Computer sind aus der Hochschule nicht wegzudenken. Die Geräte sind nicht nur bessere Schreibmaschinen, sondern werden für verschiedenste Zwecke genutzt, etwa um große Datenmenge zu speichern oder um Broschüren zu gestalten. Hinzu kommt die Kommunikation von Computer zu Computer. An der Humboldt-Universität gibt es in 180 Gebäuden 6000 Computer-Arbeitsplätze. Beinahe alle mit Internet-Anschluss und E-Mail. 30 000 Nutzer haben Zugang zu den Systemen. Dieses riesige "Gesamtkunstwerk" muss 24 Stunden am Tag, sieben Mal die Woche störungsfrei funktionieren.

Doch mehr als das: So organisierte das Rechenzentrum unlängst eine virtuelle Vorlesung, ein Zukunftsbereich. Ein Professor und seine Studenten saßen in Erlangen, der andere Lehrende mit seinen Studierenden in Berlin. Über Video- und Tonleitungen waren beide Gruppen verbunden. Sieht so das Lehrmodell der Zukunft aus? Multimedia kann die Lehre anschaulicher machen und Studenten interaktiv einbeziehen. "Das bringt eine neue Qualität", meint Schirmbacher. "Wir wollen den Schneeball ins Rollen bringen."

An der Medizinischen Fakultät Charité der Humboldt-Universität wurde, gefördert vom Bundesforschungsministerium, das Modellprojekt Meducase ins Leben gerufen. Zusammen mit Universitäten in ganz Deutschland sollen medizinische Lehrinhalte und Übungen multimedial aufbereitet werden. "Stellen Sie sich vor, der Student bekommt über den Bildschirm einen Patienten mit unbekannter Krankheit vorgestellt", sagt Privatdozent Ralf Schumann, Verantwortlicher für das Projekt an der Charité. "Nun kann er sich Röntgenbilder anschauen, Blutwerte anzeigen oder Herzgeräusche vorspielen lassen und so die Symptome abfragen, die schließlich zur Diagnose führen."

Das Projekt ist in den Reformstudiengang Medizin der Charité eingebettet.
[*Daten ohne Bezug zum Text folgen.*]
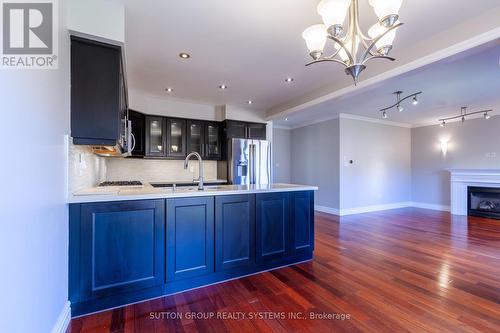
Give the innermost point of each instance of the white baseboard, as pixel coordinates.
(377, 208)
(424, 205)
(328, 210)
(63, 320)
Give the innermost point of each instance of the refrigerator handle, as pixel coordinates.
(252, 163)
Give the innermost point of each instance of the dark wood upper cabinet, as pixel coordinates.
(176, 137)
(235, 129)
(213, 141)
(195, 137)
(97, 99)
(243, 130)
(138, 121)
(256, 131)
(156, 137)
(205, 138)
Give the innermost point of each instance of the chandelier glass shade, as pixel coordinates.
(352, 48)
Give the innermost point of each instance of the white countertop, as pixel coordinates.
(114, 193)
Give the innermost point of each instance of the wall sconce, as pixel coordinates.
(444, 145)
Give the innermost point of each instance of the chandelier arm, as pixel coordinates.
(465, 115)
(404, 99)
(332, 56)
(342, 45)
(377, 56)
(368, 50)
(326, 60)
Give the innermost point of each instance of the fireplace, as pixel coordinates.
(484, 202)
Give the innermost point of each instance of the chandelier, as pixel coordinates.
(399, 101)
(463, 114)
(347, 38)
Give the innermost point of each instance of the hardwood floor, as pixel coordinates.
(405, 270)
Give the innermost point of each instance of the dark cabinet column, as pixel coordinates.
(213, 141)
(139, 131)
(176, 137)
(236, 129)
(190, 237)
(156, 139)
(234, 232)
(256, 131)
(196, 137)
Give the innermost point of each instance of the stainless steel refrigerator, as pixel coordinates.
(248, 162)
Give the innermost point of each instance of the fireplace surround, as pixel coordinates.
(462, 179)
(484, 201)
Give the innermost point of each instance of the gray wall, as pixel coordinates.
(34, 214)
(315, 160)
(473, 144)
(282, 155)
(381, 172)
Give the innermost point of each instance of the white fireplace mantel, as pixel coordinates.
(461, 179)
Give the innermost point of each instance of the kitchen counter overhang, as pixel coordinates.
(137, 244)
(100, 194)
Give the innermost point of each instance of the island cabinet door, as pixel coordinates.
(190, 237)
(302, 209)
(272, 226)
(121, 247)
(234, 232)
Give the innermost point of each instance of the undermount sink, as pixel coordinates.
(185, 187)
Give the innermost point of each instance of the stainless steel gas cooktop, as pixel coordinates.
(121, 183)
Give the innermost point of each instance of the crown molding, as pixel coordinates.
(374, 120)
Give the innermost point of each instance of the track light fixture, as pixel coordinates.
(464, 114)
(398, 105)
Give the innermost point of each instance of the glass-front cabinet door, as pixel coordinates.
(213, 141)
(155, 136)
(176, 137)
(195, 137)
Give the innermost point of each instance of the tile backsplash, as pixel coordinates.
(85, 169)
(149, 170)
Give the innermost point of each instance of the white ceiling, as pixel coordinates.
(470, 79)
(253, 45)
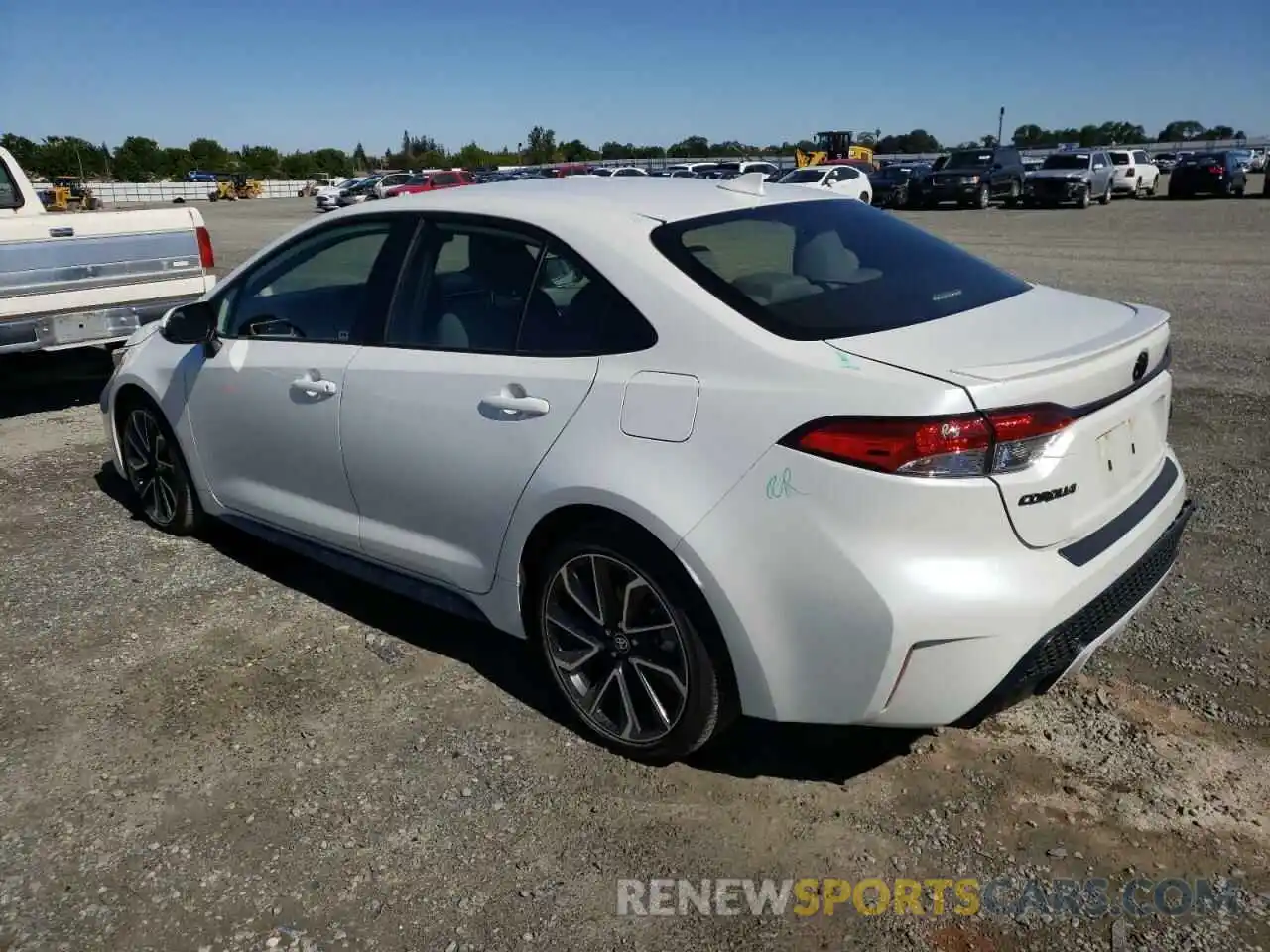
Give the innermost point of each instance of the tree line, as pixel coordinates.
(140, 159)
Hier erarbeiten sich Studierende - anders als im herkömmlichen Studium - ihr theoretisches Wissen an praktischen Fällen. Diese Art des Lernens macht auch mehr Spaß. "Der Student kann bei interessanten Fällen in den Büchern nachschlagen und sogar im Internet recherchieren", erläutert Schumann. "Danach kehrt er wieder zu seinem virtuellen Patienten zurück." Bei Multimedia in der Lehre stehen die Hochschulen noch am Anfang. "Das Rechenzentrum muss deshalb solche neuen Angebote aktiv in die Universität tragen", erläutert Schirmbacher.
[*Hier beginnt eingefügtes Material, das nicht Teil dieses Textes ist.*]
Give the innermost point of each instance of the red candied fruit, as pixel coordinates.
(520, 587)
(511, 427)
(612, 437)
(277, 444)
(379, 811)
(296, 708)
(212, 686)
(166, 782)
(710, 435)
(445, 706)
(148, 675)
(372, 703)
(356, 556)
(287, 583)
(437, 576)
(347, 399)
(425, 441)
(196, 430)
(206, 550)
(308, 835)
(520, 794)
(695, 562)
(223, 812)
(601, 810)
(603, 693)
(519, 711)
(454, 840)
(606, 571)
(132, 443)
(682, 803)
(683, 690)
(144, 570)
Zurzeit experimentiert das Rechenzentrum auch mit einem drahtlosen Netzwerk. Beispielsweise in den Gebäuden der Informatik und der Mathematik sowie einigen Hörsälen im Hauptgebäude Unter den Linden können Nutzer mit ihrem Laptop per Funk das Universitätsnetz und so das Internet erreichen. Der Service ist auch für die Studierenden gedacht. Bald soll deshalb der Innenhof des Hauptgebäudes dazukommen. "Früher ging der Student während der Vorlesungspausen ins Café", sagt Peter Schirmbacher. "Heute geht er in die Sonne und dort ins Internet."